When I begin to lose feeling in my legs from crouching beside the toilet, I start to stand. Gabby’s right there to help me. “You should go home,” she says, placing her hand on my forehead. “You don’t have a fever, but I don’t think you should stay and risk getting everyone sick.”

“You’re right,” I mumble, my mind swimming with uncertainty as she wraps her arm around my shoulder and guides me to the bathroom door.

“I’ll make regrets for you to everyone, and when I get them cleared out, I’ll come over,” she says.

“No, don’t do that. I’m just going to head home and rest. You don’t need to come over just to watch me sleep.” Lie. I’m not headed home, at least not yet. I’ll be making a trip to the drug store first to buy a pregnancy test.

Then what?

What if it’s actually positive?

Harrison flashes through my mind.

Oh, God, I’m going to have to tell him, and say what? Hey, Harrison, remember me, your ex-wife? The one you slept with mere minutes after our divorce was final? Well, good news, I’m pregnant.

My stomach recoils, but I don’t think it’s pregnancy-related sickness. It’s stress from having to tell my ex-husband that I’m pregnant with his baby. How did this happen? Well, I know how this happened, but how did this become my life? I’m like a walking episode of The Young and the Restless. What are my preschool parents going to think of me?

Gabby guides me down the hallway and to the table where we’ve stashed my purse. As if on autopilot, I smile politely while retrieving my belongings and make my way to the exit.

“Honey, are you all right?” Mom asks, coming up behind us with a look of worry on her face.

“Yeah, just a touch of the flu,” I answer, the lie rolling too easily off my tongue.

“Oh, no. Well, feel better. If you’re not well tomorrow, text me, and I’ll bring you some soup,” she replies, pulling me into her arms and giving me a warm hug.

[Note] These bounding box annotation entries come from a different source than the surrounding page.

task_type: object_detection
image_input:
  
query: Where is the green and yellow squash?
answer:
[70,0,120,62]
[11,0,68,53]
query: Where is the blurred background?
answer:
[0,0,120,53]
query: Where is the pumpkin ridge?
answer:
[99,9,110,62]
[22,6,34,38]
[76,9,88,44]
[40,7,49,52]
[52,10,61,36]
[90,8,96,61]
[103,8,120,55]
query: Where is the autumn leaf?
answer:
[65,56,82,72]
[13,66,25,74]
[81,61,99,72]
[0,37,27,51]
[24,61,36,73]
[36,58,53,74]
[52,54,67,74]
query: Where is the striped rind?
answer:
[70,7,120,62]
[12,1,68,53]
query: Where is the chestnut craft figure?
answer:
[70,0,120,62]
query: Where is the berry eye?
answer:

“I will. Please give my regards to everyone. I really appreciate you all throwing me this party,” I add.

“It was nothing,” Mom says with the flick of her hand before setting it on my forehead. “It’s not every day your oldest turns thirty.”

“No, I guess not.”

“Do you want Dad to drive you home?” she offers, glancing over at Gabby.

“No, that’s okay. I can drive. My stomach isn’t too bad now, so I think I can make it home.”

She continues to look on with that motherly watchful eye, and I almost crack under the pressure. She knows I’m lying, but, if I am pregnant, I don’t want to tell them first. Harrison deserves to know before my family, which is why I continue the flu charade for just a little longer. “Well, if you’re sure… I’ll stop by tomorrow and check on you.”